Anonymat sur Internet : ce fantasme instrumentalisé sans vergogne

Les dérives sont le fait des humains, pas des réseaux sociaux ou le fruit de l'anonymat

Au moindre fait divers auquel Internet est mêlé, les politiques et toutes les pseudo-autorités morales s'insurgent : ils blâment le réseau, les réseaux sociaux et un supposé « anonymat ». Pourtant, derrière la haine, il y a des humains, pas des machines...

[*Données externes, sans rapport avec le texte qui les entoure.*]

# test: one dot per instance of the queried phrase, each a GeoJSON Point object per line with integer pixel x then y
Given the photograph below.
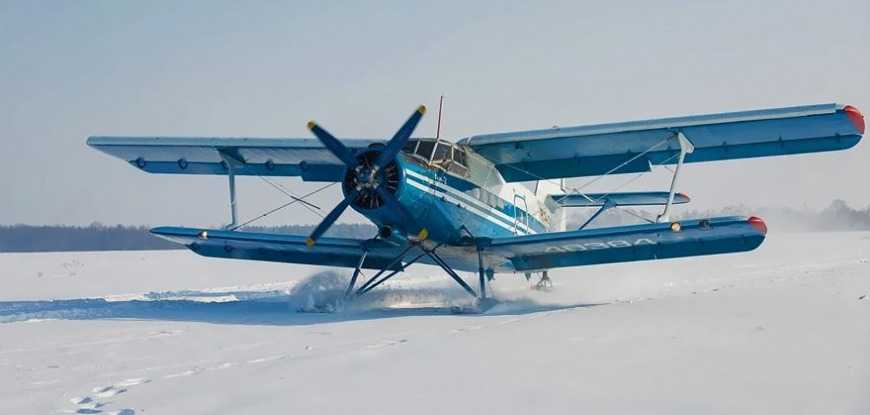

Identification de l'adresse de terroriste

Depuis la tête de l'État jusqu'aux plus obscurs politiques, en passant par tous ceux qui s'érigent en autorité morale, tous réclament depuis des lustres « la fin de l'anonymat sur Internet ». Jean Castex avait qualifié le 15 juillet 2020 l’anonymat des réseaux sociaux de « choquant ». Pire, le premier ministre s'enflammait : « Les réseaux sociaux c’est le régime de Vichy : personne ne sait qui c’est ! (...) On peut vous traiter de tous les noms, de tous les vices, en se cachant derrière des pseudonymes. ». En 2019, Emmanuel Macron expliquait quant à lui, être favorable à « une levée progressive de toute forme d’anonymat » sur Internet. Il faut « réguler les torrents de boue qui se déversent sur les réseaux sociaux », avait expliqué le président LR du Sénat, Gérard Larcher. Pour le député LREM du Rhône Bruno Bonnell, il faudrait lutter contre les « déviances que l’anonymat cautionne, comme la calomnie ou la diffamation ». L'assassinat de Samuel Paty a été une occasion pour tous les politiques de remettre une pièce dans ce juke-box (Xavier Bertrand, Valérie Pécresse, Jean-Michel Blanquer, ...). Bien sûr, le rôle des plateformes ne peut être écarté. L'hystérisation sur les réseaux sociaux et particulièrement Youtube, du cours sur la liberté d'expression de Samuel Paty a contribué à désigner ce professeur comme une cible pour le terroriste. Mais l'enquête a largement démontré que personne n'était anonyme. Ni le tueur dont les policiers ont trouvé tous les comptes sociaux, quel que soit le pseudonyme utilisé. Ni Brahim Chnina qui, sur la base des mensonges de sa fille, a jeté en pâture Samuel Paty à tous ceux qui estiment qu'un dessin peut mériter, au mieux une bastonnade, au pire, la mort. Ni Abdelhakim Sefrioui, vieux routier du salafisme en France, connu de tous les services de renseignement et de police...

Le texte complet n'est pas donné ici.